Mon conseil : En cas de verbalisation sans interception, demandez immédiatement le cliché via le formulaire en ligne de l’ANTAI. N’attendez pas la relance. La charge de la preuve incombe à l’administration.

Votre modèle de lettre de contestation

Pour vous aider, voici un modèle basique, à adapter selon votre motif réel. Remplacez les mentions entre crochets.

Objet : Requête en exonération — Avis de contravention n° [numéro]

Madame, Monsieur l’Officier du Ministère Public,

Par la présente, je conteste l’amende forfaitaire n° [numéro] reçue le [date] pour une infraction prétendue d’usage du téléphone tenu en main, en date du [date] à [lieu].

Au moment des faits, [décrivez précisément votre motif : je ne tenais aucun téléphone mais un autre objet / j’utilisais mon kit mains-libres intégré sans manipuler l’appareil / l’image fournie ne permet pas de m’identifier avec certitude ni d’établir la matérialité de l’infraction].

Je vous prie donc de bien vouloir classer sans suite cette contravention. Vous trouverez ci-joint [liste de vos preuves] ainsi que le chèque de consignation obligatoire.

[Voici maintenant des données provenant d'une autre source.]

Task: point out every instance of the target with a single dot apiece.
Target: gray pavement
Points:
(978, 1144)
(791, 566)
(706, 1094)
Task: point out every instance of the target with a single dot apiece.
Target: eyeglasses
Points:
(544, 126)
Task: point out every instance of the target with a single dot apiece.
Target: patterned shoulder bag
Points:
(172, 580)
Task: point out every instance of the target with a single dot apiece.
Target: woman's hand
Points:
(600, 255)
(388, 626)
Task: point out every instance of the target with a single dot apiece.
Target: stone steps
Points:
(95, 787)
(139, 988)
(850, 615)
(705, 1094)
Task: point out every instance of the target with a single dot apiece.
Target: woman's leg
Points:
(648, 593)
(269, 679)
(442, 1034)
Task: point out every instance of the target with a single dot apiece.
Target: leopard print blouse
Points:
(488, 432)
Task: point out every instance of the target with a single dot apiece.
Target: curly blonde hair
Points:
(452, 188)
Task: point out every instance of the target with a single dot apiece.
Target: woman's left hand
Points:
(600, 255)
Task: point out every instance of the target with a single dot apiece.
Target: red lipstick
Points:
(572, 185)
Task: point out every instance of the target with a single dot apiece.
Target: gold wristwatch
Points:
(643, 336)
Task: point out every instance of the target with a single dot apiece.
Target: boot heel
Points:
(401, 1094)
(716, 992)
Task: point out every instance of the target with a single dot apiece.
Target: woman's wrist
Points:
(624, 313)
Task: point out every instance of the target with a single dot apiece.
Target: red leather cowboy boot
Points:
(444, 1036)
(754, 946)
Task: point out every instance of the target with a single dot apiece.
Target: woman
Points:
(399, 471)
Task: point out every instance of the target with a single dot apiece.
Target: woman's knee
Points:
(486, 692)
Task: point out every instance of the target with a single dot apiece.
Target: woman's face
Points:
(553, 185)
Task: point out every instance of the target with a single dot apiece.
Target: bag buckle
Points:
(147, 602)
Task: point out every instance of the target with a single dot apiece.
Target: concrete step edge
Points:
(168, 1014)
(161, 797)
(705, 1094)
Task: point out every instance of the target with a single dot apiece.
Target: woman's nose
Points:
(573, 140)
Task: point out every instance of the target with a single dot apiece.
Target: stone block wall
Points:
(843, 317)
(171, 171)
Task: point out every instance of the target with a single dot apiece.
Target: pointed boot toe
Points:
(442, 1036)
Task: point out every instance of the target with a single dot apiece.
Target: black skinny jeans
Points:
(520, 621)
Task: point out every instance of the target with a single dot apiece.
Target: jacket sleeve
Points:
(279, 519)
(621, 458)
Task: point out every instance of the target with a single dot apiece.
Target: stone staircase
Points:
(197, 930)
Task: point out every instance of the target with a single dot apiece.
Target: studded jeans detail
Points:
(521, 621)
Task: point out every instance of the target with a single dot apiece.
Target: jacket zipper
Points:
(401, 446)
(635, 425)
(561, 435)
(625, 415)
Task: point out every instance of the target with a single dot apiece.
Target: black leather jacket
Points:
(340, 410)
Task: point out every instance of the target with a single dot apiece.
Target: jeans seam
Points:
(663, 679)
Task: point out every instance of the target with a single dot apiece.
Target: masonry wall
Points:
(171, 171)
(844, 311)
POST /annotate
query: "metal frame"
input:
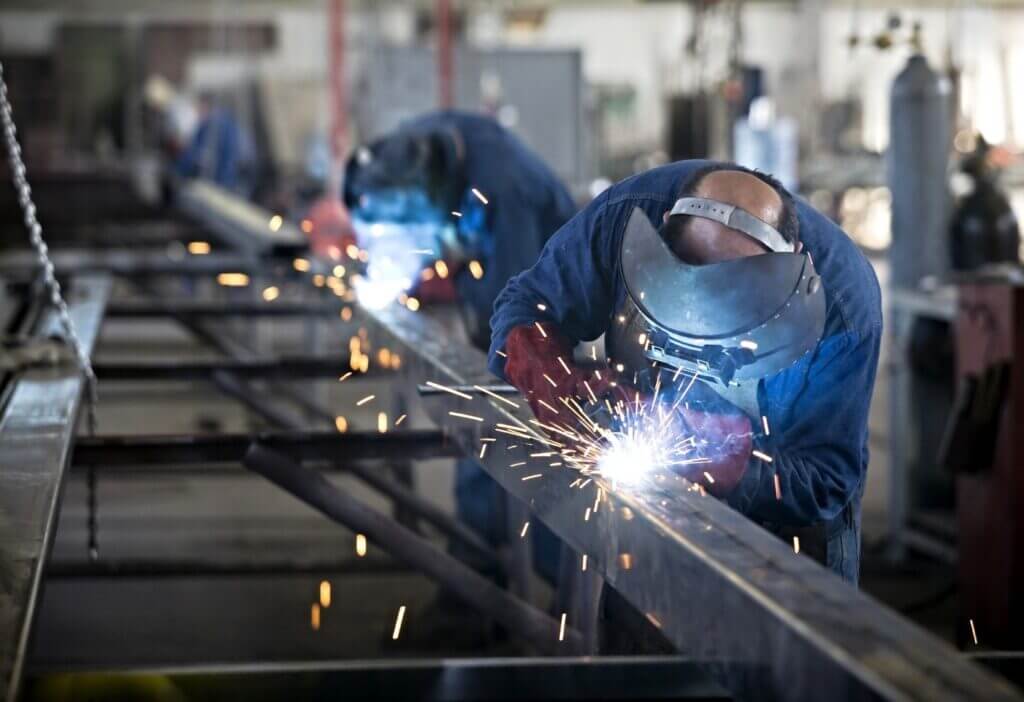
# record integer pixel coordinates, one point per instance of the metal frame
(773, 625)
(36, 433)
(647, 677)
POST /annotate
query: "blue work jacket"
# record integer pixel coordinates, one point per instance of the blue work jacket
(816, 409)
(526, 203)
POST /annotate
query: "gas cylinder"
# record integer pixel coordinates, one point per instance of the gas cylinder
(920, 133)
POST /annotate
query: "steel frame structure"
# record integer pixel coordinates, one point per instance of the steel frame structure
(37, 430)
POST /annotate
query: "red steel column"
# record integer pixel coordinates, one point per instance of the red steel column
(338, 93)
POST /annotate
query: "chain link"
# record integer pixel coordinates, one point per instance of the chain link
(42, 252)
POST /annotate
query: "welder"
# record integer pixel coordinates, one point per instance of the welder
(487, 204)
(710, 270)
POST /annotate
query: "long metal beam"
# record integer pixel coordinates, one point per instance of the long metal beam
(168, 449)
(131, 263)
(281, 367)
(456, 679)
(202, 308)
(778, 625)
(239, 223)
(313, 489)
(36, 432)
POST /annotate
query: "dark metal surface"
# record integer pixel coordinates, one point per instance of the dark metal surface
(652, 677)
(202, 308)
(130, 263)
(144, 568)
(239, 223)
(36, 433)
(404, 544)
(719, 586)
(281, 367)
(164, 449)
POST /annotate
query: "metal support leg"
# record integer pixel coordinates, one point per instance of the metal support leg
(316, 491)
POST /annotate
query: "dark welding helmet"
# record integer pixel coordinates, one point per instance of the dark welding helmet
(408, 162)
(730, 322)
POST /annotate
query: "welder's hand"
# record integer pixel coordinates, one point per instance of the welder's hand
(540, 364)
(723, 438)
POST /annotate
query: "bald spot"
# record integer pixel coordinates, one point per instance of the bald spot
(706, 242)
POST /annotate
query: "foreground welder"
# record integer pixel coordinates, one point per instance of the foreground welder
(469, 188)
(764, 299)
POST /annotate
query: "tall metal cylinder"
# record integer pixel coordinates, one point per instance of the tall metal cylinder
(920, 134)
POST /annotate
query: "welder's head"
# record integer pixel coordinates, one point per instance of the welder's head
(722, 290)
(402, 178)
(699, 240)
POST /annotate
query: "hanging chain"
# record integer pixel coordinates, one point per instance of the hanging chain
(42, 253)
(53, 288)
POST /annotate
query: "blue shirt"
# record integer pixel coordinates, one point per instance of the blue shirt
(526, 202)
(816, 409)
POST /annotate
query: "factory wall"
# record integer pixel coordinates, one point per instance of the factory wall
(650, 57)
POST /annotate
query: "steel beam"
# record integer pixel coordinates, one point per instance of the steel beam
(36, 432)
(167, 568)
(720, 587)
(280, 367)
(313, 489)
(239, 223)
(131, 263)
(453, 679)
(202, 308)
(159, 450)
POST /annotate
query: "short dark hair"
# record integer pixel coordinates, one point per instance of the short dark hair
(787, 224)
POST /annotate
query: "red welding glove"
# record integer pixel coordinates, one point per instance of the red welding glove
(540, 364)
(723, 438)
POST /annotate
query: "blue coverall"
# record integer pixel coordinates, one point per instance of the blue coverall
(218, 150)
(817, 408)
(526, 204)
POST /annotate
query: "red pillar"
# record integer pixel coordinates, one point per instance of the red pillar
(338, 93)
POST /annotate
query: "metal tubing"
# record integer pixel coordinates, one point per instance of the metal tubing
(36, 432)
(203, 308)
(168, 449)
(282, 367)
(112, 568)
(422, 509)
(313, 489)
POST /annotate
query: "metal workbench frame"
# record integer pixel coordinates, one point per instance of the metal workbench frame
(37, 430)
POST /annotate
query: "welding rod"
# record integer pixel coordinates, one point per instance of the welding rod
(498, 389)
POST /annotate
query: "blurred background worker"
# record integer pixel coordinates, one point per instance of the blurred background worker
(220, 149)
(468, 188)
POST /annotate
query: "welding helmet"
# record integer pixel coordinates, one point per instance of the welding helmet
(728, 322)
(423, 162)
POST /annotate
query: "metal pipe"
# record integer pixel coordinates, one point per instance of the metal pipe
(175, 449)
(112, 568)
(283, 367)
(313, 489)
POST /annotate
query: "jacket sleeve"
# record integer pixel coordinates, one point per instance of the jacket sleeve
(819, 450)
(570, 284)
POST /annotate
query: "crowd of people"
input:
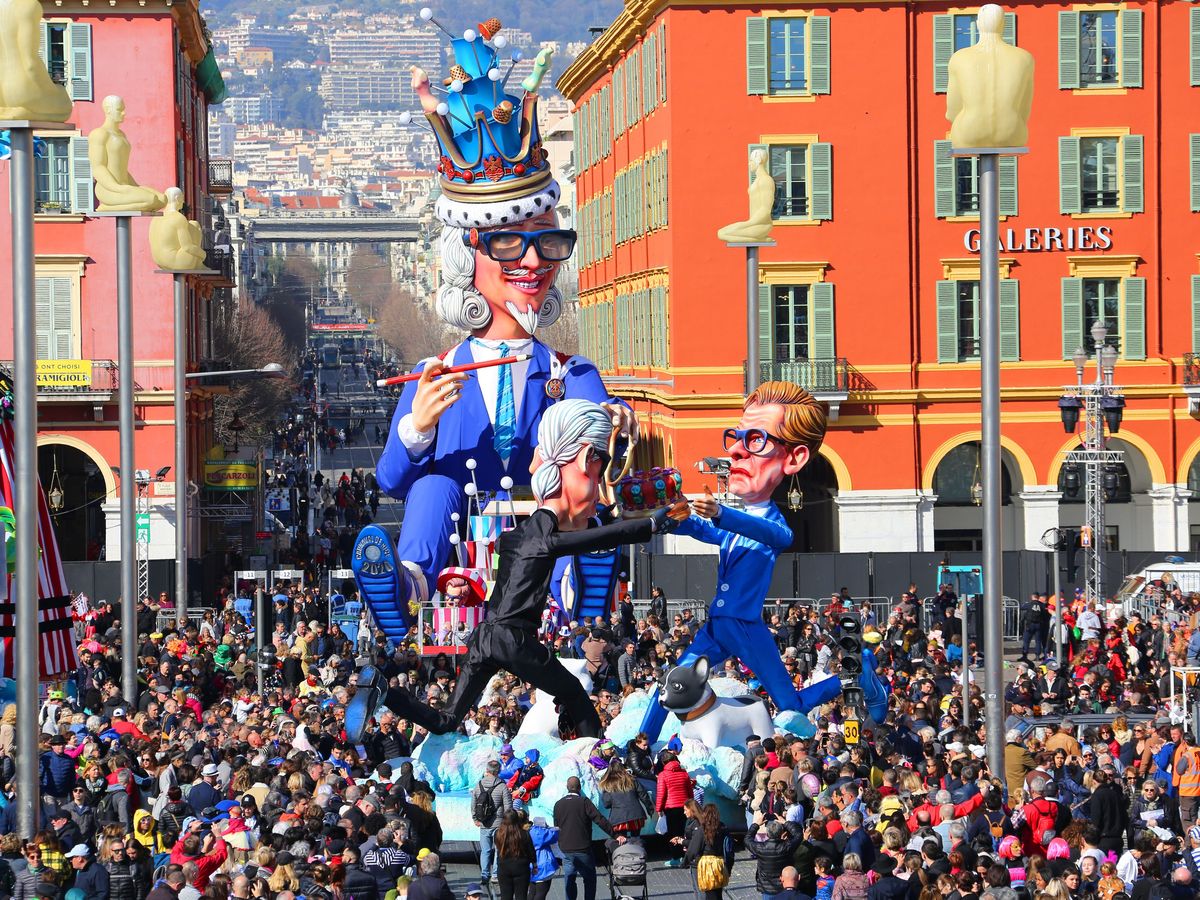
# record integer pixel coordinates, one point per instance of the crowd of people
(202, 786)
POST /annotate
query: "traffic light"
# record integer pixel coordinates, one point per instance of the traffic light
(850, 642)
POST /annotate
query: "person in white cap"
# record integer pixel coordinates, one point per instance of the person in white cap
(90, 877)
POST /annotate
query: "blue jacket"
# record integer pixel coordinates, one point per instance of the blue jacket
(749, 547)
(58, 774)
(465, 430)
(545, 864)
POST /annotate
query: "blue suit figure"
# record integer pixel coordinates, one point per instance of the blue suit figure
(781, 427)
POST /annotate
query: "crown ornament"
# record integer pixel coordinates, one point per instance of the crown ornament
(492, 168)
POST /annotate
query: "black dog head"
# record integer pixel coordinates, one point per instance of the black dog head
(684, 685)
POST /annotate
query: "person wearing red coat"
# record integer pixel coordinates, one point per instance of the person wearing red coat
(676, 789)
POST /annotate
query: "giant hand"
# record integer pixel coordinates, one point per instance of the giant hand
(435, 395)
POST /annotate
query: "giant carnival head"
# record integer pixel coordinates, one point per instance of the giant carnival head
(781, 426)
(501, 243)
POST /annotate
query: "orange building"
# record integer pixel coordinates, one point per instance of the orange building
(870, 297)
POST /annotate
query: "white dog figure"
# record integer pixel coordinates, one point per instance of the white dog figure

Dans l’attente, je vous prie d’agréer, Madame, Monsieur, l’expression de ma considération distinguée.

[Date, signature]

Questions Fréquentes

Faut-il payer l’amende avant de contester ?

Non. Payer éteint l’action publique. Vous reconnaissez les faits et perdez tout droit de contestation. Vous devez effectuer une consignation, qui n’est pas un paiement. C’est une garantie financière, remboursée si vous gagnez.

Oui, s’il est intégré et que vous ne tenez pas l’appareil. Un système Bluetooth avec commande au volant est parfaitement conforme. En revanche, conduire avec une oreillette unique est interdit, tout comme manipuler son téléphone posé sur un support pour lancer une application.

Puis-je contester sans avocat ?

Oui, la procédure est gratuite et ouverte à tous. Vous pouvez saisir l’ANTAI seul. Un avocat devient utile si votre recours est rejeté et que l’affaire va au tribunal de police, surtout si une suspension de permis est requise. Ceci n’est pas une consultation juridique, pour un cas complexe, faites-vous assister.

Anticipez plutôt que de contester dans l’urgence

Vous avez désormais une vision claire de vos droits et des délais pour contester une amende pour téléphone au volant. L’essentiel est de réagir vite, de ne pas payer, et de constituer un dossier cohérent. En stage la semaine dernière encore, un participant m’a confirmé avoir obtenu gain de cause simplement en prouvant que son téléphone était en panne ce jour-là. La rigueur paie. Mon dernier conseil ? Équipez-vous d’un vrai kit mains-libres. La meilleure contestation, c’est celle qu’on n’a jamais à faire.